Schwartz D, Götzinger P
Institute for Blood Group Serology, University of Vienna, Austria.
Beitr Infusionsther. 1992;30:367-9.
During a 3-year period we observed 5 patients who developed IHA after transplantation of solid organs (4 kidneys, 1 liver) due to irregular anti-erythrocyte antibodies of donor origin (4 times anti-D, once anti-D+C). The onset of acute haemolysis was usually within 2-3 weeks after transplantation; however, 1 patient developed acute haemolysis as late as day 116 after renal transplantation. The course of the clinical and serological signs (DAT positive, 'auto'-antibodies in serum and eluate) was typical and self-limited in all cases, the function of the transplanted organ was usually not affected. All patients could be managed by transfusion of antibody-compatible blood. The administration of azathioprine (1 case) did not seem to have any beneficial effect. The causative antibodies could be demonstrated retrospectively in the serum of 1 donor.

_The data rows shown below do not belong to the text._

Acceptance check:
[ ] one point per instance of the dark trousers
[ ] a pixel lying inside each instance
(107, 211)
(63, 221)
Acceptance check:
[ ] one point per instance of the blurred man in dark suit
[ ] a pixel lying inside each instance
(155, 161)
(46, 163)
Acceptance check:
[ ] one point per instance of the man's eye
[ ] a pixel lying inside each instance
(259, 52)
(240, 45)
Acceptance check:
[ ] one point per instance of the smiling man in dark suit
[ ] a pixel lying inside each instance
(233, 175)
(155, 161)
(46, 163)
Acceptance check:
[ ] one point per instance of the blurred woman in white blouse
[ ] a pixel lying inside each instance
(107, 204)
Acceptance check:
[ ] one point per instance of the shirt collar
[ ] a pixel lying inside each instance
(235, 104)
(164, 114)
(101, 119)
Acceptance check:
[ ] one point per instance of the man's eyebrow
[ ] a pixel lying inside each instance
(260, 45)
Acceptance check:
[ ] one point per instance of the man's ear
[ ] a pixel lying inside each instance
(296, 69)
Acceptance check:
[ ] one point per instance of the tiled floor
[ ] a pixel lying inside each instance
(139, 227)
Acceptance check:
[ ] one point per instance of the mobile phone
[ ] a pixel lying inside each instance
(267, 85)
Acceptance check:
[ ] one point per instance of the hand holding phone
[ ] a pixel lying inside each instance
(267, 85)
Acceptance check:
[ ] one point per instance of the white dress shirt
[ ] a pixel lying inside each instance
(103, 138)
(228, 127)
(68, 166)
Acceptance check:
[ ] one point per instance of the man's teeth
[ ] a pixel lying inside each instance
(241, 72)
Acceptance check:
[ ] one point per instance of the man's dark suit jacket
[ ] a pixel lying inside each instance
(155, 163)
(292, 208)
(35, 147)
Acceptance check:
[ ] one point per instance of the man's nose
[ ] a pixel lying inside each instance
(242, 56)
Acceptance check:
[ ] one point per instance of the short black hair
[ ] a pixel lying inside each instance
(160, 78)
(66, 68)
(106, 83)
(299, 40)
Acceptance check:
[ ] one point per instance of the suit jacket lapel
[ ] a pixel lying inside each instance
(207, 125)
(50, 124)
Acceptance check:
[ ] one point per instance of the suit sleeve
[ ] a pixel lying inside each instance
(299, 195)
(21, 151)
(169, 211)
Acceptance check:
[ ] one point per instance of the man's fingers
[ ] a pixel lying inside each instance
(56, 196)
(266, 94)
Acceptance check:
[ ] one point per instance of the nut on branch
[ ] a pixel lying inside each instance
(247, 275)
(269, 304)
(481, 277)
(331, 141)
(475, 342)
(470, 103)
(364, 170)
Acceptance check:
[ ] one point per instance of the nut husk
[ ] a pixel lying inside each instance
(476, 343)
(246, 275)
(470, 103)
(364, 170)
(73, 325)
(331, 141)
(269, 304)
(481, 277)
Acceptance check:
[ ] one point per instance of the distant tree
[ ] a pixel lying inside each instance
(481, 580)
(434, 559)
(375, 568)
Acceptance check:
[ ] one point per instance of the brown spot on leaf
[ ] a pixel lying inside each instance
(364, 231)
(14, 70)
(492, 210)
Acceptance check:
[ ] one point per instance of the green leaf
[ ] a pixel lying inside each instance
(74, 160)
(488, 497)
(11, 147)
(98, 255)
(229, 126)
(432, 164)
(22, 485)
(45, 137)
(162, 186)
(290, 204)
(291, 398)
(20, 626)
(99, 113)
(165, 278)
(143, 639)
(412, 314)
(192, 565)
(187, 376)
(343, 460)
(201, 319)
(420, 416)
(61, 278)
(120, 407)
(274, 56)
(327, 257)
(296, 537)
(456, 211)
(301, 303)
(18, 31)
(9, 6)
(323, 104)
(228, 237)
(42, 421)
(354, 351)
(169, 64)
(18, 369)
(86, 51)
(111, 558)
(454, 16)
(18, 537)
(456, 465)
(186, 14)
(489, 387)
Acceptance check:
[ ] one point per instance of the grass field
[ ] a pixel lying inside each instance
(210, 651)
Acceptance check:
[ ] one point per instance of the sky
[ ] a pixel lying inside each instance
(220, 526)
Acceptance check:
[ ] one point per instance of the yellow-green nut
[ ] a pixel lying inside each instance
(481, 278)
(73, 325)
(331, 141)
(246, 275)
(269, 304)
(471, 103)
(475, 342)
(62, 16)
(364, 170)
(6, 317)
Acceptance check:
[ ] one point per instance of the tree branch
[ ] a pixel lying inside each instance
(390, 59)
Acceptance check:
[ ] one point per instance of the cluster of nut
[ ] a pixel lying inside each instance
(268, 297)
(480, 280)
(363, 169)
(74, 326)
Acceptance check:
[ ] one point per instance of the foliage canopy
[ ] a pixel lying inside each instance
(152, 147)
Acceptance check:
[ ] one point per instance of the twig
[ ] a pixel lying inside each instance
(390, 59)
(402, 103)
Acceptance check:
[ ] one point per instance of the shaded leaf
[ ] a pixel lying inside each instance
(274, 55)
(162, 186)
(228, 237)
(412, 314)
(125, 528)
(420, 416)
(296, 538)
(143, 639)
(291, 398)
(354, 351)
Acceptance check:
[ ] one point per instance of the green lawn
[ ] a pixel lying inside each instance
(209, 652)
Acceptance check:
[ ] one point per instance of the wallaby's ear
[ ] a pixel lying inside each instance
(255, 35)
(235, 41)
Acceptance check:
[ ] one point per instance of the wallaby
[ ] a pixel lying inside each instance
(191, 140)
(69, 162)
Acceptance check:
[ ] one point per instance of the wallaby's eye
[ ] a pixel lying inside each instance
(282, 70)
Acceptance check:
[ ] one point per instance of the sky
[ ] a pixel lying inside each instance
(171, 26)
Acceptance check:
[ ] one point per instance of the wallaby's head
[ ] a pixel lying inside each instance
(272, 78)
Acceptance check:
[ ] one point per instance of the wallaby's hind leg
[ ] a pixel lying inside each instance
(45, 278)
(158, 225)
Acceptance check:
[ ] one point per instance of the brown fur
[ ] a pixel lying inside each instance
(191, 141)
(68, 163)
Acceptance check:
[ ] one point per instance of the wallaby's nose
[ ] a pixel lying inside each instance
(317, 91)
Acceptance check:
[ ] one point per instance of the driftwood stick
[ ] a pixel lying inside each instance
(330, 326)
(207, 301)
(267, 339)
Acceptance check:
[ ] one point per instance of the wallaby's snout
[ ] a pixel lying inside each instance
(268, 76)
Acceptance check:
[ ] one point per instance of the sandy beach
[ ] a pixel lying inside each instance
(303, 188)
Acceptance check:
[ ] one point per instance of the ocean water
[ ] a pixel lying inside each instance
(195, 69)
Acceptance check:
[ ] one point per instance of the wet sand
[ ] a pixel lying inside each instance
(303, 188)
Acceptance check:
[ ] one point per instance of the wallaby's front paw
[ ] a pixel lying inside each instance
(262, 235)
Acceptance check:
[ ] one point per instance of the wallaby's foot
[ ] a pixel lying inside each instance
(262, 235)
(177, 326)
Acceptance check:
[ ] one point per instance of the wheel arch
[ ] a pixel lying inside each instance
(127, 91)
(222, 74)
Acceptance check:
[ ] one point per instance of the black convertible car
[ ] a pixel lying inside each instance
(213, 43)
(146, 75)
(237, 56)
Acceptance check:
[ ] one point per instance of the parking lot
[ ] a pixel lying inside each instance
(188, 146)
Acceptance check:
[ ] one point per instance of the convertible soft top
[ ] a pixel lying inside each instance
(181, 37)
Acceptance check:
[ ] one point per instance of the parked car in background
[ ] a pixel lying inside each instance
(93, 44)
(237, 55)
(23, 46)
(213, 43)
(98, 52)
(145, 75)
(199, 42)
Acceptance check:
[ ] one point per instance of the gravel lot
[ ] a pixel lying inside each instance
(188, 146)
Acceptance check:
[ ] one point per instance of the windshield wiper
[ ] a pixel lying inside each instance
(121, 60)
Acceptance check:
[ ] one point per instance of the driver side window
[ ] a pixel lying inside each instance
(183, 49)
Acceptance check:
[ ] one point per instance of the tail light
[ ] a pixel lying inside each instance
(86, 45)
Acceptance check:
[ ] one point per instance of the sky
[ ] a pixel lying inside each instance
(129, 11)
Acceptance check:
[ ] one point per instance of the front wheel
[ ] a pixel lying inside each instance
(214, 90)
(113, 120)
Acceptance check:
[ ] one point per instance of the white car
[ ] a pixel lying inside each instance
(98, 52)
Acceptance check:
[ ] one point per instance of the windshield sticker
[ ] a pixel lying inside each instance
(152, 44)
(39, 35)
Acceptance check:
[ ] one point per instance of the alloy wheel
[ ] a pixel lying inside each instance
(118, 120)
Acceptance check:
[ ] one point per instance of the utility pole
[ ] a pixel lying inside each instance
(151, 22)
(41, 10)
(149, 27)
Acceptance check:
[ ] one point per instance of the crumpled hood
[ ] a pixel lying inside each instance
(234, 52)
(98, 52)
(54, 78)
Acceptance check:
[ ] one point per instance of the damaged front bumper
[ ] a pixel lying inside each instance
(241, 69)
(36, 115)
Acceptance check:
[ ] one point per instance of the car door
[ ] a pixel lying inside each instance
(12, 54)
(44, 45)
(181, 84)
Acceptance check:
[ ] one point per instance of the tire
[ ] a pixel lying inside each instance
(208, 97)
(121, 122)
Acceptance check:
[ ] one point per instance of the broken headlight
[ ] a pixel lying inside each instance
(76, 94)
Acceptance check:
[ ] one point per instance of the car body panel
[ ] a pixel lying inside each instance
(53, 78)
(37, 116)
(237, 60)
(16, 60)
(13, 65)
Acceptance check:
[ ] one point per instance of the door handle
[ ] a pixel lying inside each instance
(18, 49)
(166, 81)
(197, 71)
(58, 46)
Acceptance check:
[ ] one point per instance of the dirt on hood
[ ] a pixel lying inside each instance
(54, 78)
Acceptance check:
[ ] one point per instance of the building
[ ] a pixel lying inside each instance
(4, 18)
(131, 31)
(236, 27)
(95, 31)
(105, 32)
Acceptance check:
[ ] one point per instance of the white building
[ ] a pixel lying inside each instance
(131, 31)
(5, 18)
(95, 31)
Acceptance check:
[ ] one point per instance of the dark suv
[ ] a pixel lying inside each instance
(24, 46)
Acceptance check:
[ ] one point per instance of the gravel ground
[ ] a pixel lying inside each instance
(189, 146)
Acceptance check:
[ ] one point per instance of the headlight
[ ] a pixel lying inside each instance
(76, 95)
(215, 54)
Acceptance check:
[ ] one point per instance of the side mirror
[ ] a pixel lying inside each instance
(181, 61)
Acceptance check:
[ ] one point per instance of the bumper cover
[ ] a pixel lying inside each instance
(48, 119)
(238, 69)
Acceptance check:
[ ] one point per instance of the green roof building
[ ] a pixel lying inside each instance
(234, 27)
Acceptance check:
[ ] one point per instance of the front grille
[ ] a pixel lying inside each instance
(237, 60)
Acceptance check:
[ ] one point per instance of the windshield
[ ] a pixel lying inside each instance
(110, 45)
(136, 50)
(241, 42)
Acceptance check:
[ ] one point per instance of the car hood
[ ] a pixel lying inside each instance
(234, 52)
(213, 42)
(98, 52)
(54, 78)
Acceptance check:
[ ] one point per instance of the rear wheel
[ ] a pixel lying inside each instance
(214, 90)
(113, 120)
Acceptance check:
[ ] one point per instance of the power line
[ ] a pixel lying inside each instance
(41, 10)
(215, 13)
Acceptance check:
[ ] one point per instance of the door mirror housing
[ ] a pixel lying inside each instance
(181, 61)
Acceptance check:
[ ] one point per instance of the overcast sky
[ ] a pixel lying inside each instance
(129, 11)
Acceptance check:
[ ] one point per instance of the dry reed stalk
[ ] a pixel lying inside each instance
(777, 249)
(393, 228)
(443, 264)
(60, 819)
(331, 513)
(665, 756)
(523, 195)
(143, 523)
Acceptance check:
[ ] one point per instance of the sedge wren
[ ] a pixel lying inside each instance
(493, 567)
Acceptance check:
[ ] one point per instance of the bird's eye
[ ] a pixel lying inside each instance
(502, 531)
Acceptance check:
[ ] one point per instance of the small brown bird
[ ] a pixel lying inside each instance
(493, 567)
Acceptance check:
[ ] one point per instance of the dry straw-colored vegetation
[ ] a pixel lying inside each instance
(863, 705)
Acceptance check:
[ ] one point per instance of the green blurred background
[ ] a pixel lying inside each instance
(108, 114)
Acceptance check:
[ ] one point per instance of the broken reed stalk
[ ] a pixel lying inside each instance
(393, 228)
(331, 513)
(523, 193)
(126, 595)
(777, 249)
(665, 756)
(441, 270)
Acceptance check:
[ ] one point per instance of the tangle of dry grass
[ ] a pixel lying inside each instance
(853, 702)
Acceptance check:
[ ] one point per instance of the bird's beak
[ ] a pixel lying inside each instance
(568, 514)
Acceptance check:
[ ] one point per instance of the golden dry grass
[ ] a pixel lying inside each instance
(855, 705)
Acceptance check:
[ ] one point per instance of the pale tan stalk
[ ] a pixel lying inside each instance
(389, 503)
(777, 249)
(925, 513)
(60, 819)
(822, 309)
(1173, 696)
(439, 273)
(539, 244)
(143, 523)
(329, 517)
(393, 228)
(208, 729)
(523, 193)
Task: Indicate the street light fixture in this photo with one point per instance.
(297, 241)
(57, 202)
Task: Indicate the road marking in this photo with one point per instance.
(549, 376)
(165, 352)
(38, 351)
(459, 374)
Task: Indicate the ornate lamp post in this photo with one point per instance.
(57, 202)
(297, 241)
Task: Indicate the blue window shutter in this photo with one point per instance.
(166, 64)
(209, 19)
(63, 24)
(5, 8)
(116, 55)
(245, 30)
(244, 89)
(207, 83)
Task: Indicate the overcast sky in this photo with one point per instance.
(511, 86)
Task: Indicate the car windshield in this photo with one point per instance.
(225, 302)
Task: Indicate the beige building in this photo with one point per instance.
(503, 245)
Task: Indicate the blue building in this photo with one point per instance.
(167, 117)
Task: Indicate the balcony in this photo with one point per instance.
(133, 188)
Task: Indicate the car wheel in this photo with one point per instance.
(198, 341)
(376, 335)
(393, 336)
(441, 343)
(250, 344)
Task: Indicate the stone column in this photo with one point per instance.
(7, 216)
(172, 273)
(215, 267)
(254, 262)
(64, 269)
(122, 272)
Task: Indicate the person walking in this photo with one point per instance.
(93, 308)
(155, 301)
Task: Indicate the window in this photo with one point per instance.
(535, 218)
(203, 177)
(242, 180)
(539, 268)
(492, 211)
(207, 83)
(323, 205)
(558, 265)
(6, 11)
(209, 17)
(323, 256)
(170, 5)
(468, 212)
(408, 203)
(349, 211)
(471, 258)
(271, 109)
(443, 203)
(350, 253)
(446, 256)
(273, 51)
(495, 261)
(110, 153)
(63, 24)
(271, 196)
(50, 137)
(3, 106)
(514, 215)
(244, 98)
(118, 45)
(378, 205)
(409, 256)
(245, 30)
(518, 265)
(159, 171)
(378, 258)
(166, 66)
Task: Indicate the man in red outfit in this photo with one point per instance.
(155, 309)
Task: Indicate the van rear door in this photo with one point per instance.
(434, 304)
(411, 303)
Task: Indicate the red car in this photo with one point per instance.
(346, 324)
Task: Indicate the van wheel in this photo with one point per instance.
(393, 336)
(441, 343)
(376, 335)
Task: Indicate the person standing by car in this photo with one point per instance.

Another donor had no detectable irregular anti-erythrocyte antibodies at the time of transplantation, suggesting a secondary immune response of transplanted lymphatic tissue in this case. Both recipients of a kidney from this donor developed IHA. Serum samples of the 2 other donors were not available for investigation. We suggest that a sensitive screening for irregular anti-erythrocyte antibodies in the donor's serum should be performed before any transplantation of solid organs. If such antibodies are found, organs should only be used after irradiation. However, as our experiences show, this cannot prevent IHA in each case. Once haemolysis develops, the correct serological diagnosis and the transfusion of antibody-compatible red blood cells are most important.